Since he first entered the limelight in the 1920s, Hitler has been viewed in many different and varied fashions, often directly contrasting with each other. He has been seen, for example, as no more than ‘an opportunist entirely without principle’, ‘barren of all ideas save one – the further extension of his own power and that of the nation with which
he had identified himself’, preoccupied solely with ‘domination, dressed up as the doctrine of race’, and consisting of nothing but ‘vindictive destructiveness’. In complete contrast, he has been portrayed as fanatically driving on a pre-planned and pre-ordained ideological programme. There have been attempts to see him as a type of political con-man, hypnotizing and bewitching the German people, leading them astray and into disaster, or to ‘demonize’ him – turning him into a mystical, inexplicable figure of Germany’s destiny. No less a figure than Albert Speer, Hitler’s architect, then Armaments Minister, for much of the Third Reich as close to the Dictator as anyone, described him soon after the end of the war as a ‘demonic figure’, ‘one of those inexplicable historical phenomena which emerge at rare intervals among mankind’, whose ‘person determined the fate of the nation’. Such a view runs the risk of mystifying what happened in Germany between 1933 and 1945, reducing the cause of Germany’s and Europe’s catastrophe to the arbitrary whim of a demonic personality. The genesis of the calamity finds no explanation outside the actions of an extraordinary individual. Complex developments become no more than an expression of Hitler’s will.

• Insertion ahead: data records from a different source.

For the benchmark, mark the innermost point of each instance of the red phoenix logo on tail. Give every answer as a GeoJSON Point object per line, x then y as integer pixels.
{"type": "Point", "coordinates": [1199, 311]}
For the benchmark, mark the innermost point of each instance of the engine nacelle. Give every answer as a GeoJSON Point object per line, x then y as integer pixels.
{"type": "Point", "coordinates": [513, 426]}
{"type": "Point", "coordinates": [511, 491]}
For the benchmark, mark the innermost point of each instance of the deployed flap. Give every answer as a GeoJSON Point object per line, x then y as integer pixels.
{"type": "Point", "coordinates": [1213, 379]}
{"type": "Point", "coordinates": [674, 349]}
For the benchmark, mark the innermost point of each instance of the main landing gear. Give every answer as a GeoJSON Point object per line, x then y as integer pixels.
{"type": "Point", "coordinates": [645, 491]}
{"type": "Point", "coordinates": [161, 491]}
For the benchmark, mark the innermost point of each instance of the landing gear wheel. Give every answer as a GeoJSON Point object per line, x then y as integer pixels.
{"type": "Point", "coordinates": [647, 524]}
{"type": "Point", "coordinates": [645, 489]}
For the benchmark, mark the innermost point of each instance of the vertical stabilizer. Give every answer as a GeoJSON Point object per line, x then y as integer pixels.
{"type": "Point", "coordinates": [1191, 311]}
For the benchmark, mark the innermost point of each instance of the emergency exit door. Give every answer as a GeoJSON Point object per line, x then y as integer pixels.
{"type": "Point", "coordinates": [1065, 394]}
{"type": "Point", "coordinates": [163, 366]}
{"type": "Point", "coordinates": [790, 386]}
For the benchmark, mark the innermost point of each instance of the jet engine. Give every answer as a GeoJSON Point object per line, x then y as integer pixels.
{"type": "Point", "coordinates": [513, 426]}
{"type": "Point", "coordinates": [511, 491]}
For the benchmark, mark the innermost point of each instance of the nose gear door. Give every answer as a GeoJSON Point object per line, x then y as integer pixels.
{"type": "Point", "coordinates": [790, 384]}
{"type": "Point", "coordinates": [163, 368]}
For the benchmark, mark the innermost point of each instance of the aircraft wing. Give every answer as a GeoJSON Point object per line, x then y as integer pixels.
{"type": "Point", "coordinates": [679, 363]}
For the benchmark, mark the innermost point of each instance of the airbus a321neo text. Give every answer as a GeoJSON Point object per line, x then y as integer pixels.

An absolutely contrary view – tenable only so long as it was part of a state ideology and consequently evaporating as soon as the Soviet bloc which had sustained it collapsed – rejected out of hand any significant role of personality, relegating Hitler to no more than the status of an agent of capitalism, a cypher for the interests of big business and its leaders who controlled him and pulled the strings of their marionette.